On February 4, 2016, U.S. Senator (and Republican Party Presidential nomination contender) Ted Cruz, joined by Senators James Lankford and Michael Lee, dispatched a letter to ICANN CEO Fadi Chehade stating that “we were surprised and dismayed to learn that you have agreed to co-chair a high-level advisory committee for the World Internet Conference, which is organized by the Chinese government, while you serve as the Chief Executive Officer of ICANN under contract with the United States Government” [see ICANN Hugs China’s Multilateral Internet Governance Initiative]. The letter continued by posing a series of nine questions, two with subparts, drafted with the aim of providing the Senators with “a better understanding of the potential implications for the United States Government of your service on the advisory committee for the World Internet Conference”. The letter requested that CEO Chehade “provide a response to the following questions as soon as possible, but no later than 9:00 a.m. on Friday, February 19, 2016”.

On February 19, 2016, in compliance with the Senators’ deadline, CEO Chehade sent a reply to their inquiry. However, this reply was not fully responsive to the discrete questions that they posed. Rather, it was a narrative that touched on some of the questions, but that also pushed back against the inquiry, stating:

ICANN’s participation in global conferences should not be in any way used to distract us from the commitment the U.S. Government has made to the world since 2000 to remove the central role of governments from the technical administration of the one global Internet. Failure to deliver on this commitment in 2016 would have grave repercussions on the U.S. and global economies and will undermine multistakeholder governance, potentially leading to the fragmentation of the Internet.

That less than complete and somewhat argumentative response may have implications for Congressional review of the IANA transition and ICANN accountability proposals expected to be delivered to NTIA this month.

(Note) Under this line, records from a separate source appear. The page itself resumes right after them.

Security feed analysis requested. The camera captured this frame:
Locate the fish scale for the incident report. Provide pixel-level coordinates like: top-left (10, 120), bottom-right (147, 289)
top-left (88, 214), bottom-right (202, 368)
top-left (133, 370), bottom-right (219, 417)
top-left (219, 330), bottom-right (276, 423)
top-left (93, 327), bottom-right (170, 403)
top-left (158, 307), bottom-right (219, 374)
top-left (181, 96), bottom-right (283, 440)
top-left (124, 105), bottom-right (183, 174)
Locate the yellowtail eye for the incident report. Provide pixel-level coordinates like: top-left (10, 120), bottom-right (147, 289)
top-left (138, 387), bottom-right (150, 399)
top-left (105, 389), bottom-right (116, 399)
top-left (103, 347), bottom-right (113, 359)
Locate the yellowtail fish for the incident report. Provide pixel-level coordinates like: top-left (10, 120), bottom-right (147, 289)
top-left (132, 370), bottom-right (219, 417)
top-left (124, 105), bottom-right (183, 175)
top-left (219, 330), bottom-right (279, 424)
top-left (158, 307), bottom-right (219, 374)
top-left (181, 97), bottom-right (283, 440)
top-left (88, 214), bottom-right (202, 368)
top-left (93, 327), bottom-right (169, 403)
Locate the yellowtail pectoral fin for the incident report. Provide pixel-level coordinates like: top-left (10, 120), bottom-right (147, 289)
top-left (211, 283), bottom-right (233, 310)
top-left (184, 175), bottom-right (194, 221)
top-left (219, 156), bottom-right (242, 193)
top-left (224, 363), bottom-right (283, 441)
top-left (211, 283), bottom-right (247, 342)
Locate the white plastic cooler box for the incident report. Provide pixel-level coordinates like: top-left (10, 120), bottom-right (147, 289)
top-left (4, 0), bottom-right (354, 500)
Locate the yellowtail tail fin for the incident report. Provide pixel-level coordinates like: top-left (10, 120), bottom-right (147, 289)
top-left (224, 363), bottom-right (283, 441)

But before addressing that, I shall digress a moment —

* * *

Over the course of my career in Washington I have both prepared such questions on behalf of Senators for whom I have worked, as well as composed answers to such inquiries for both myself and clients. While those questions have generally been posed as detailed follow-ups to oral hearing testimony, in some client instances they have also been related to independent inquiries in advance of potential hearings, or as part of ongoing investigations.

While one is not compelled to respond to such inquiries absent a subpoena, U.S. Senators generally have considerable power, outsized egos, and limited patience. And the Senate staff members who prepare such questions and review the submitted answers are generally bright, aggressive, and ambitious—and have no hesitation about advising further inquiry if they feel that the answers are inadequate.

For those reasons—as well as the general principle that it is generally best to give up all the information at once in such situations, rather than have it dribble out over time under further coercion—I generally counsel clients to fully respond to each and every question as completely as possible.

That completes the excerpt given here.